Roller Champions
Gaming

Quick Look: Roller Champions

Ubisoft have released another free to play game that looks to be chasing something popular. Much like Hyper Scape was chasing the battle royale trend, Roller Champions looks to be trying to fit into the niche that Rocket League seems to solely occupy.

To be clear, I like Ubisoft games for the most part, I enjoyed Hyper Scape and thought it did good things. Much like Hyper Scape, Roller Champions feels like it’s perhaps too little too late, and it isn’t scratching the same itches as the competition.

Roller Champions - Win
Roller Champions!
 

The good

Being honest, my first couple of matches in Roller Champions were fun. The pace is fluid, the controls are tight and everything feels great.

So let’s look at what’s good first. Roller Champions is a 3v3 sports game involving using roller blades, a ball and a single goal. You run around a track and have to first get the ball. Once you have the ball, you have to run it through 4 gates on the course. With all the gates activated, you’re then able to shoot. Unless you want to up your points and risk another lap.

Simple.

If you get tackled or miss the goal you drop the ball, and if you don’t recover it, you have to start again. Gain possession, run through the gates and shoot.

It sounds more complicated than it is, and from getting the ball to rolling through the gates, you can be ready to score points quickly. Roller Champions is all about fluidity.

The roller blading feels really smooth, and when you’re pumping for speed, the audio queue is lovely. Everything in Roller Champions feels quite satisfying.

Filled with bright and vibrant colours, the tracks are clean and help you “feel” the flow of the blading. Characters are cartoonish and customiseable, and look fine, too.

At the very first glance, Roller Champions is a fun free-to-play game that is mostly unlike anything else I’ve come across in recent memory.

Roller Champions - Rolling
 

The frustrating

Playing Roller Champions, I found myself very quickly getting frustrated in matches. This is where I feel like it’s going to fall down.

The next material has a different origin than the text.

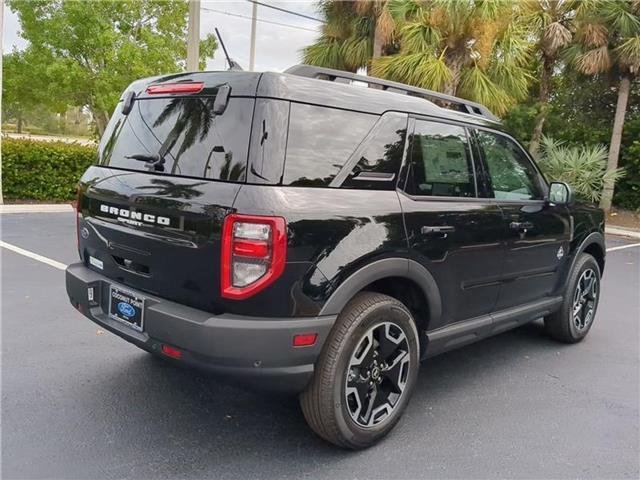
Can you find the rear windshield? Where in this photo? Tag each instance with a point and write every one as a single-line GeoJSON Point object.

If you’re not communicating with your team, or if you have someone that won’t pass and work with you, you’re screwed. You don’t have to talk to communicate, you can just signal to pass the ball to you. The pass is “magnetic” so you’re guaranteed to send it to the person requesting it. And passing means you can get it through the gates quicker, or line-up a shot before an opponent takes you out.

If there’s no passing and the lone-wolf ball carrier keeps getting knocked-down, you’re never getting points. So the other team can swiftly steal the win. It’s so frustrating.

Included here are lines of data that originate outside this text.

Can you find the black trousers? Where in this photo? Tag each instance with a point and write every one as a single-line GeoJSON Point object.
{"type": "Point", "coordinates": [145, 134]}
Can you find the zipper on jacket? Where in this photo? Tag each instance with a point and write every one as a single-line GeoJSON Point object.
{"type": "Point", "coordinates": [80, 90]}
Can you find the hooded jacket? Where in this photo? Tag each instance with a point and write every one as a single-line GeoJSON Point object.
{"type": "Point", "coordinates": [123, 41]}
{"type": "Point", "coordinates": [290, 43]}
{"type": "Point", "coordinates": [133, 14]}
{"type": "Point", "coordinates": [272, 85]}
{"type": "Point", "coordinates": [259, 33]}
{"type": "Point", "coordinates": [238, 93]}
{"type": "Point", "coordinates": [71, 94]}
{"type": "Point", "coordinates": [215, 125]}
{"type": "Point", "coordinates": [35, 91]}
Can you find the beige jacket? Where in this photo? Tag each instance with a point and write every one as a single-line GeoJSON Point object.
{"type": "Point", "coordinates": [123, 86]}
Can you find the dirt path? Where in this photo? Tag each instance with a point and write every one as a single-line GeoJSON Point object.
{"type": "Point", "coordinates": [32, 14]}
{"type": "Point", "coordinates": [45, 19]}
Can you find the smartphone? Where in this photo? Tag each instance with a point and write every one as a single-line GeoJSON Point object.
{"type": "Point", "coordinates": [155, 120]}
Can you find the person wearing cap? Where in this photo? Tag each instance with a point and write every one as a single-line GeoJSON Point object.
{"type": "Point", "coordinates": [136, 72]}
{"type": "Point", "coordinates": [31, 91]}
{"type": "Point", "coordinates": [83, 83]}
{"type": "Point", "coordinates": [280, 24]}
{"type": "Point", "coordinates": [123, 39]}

People playing these games solo isn’t unusual. But when the whole premise is reliant on passing and keeping the ball away from the other team, you can’t do a lot. A solo player in Rocket League might be annoying, but you can still be a good goal keeper or defender and keep the game going that way. Roller Champions is putting all players in basically the same role, and there’s not much diversity in how you play.

You can just go around tackling or uppercutting folk, which is great for getting the ball from the carrier. Doing it to hamper the other team may be beneficial, but it’s not game-changing. You’re not turning the tide unless the ball carrier drops it.

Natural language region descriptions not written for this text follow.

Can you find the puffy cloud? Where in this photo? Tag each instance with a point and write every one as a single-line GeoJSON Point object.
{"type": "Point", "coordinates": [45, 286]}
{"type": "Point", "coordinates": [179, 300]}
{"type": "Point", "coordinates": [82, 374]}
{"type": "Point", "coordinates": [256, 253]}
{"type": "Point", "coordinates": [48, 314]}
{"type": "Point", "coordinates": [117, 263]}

Roller Champions is good when you’re passing, moving, tackling and scoring. But it’s just a waste of time when you’re passing to someone that then refuses to pass again because they get greedy. It’s also no fun when they miss all their shots or decide to get cocky and got for another lap before shooting.

I think there’s too much room for people to make it a frustrating experience for it to be consistently good.

Roller Champions - Loot
 

The free-to-play model

This is of course, a free-to-play game which comes with the free-to-play standards. A battle pass (roller pass), loot boxes (lootballs) and of course a store.

I don’t mind this stuff, the game is free, so who cares? But I just hope they spend time making it a valuable prospect, because if you’re playing a lot of Roller League matches with randoms that don’t want to work as a team, you’ll be putting yourself through hell for some cosmetic unlocks.

So far…..

I don’t want to be too rough on Roller Champions. I like how it feels when it’s all going well and it looks and plays great. But there’s too little deviation in terms of how impactful you can be as a player when you don’t have a team.

It’s free, I’ll give it some more time, but I feel like it might have the same lifespan as Hyperscape, which is really sad. There’s some promise here, but I don’t know that it’s going to become a cult hit or a cultural phenomenon. Roller Champions is fine, and I truly hope it becomes a success. People have built this and the way it plays and looks, it shows they’ve worked hard on it.

Maybe Ubisoft rushed it out to a release, maybe the marketing push has been misguided or not big enough? I’m not sure, but it truly feels like Hyperscape did at launch. With the added frustrations of being stuck with people that perhaps don’t want to play properly.

Hopefully more game types will unlock and something less frustrating will come out of that. But early impressions are average at best. I can’t say I recommend it, but I can’t say I don’t either.

Watch this space for a score in the future.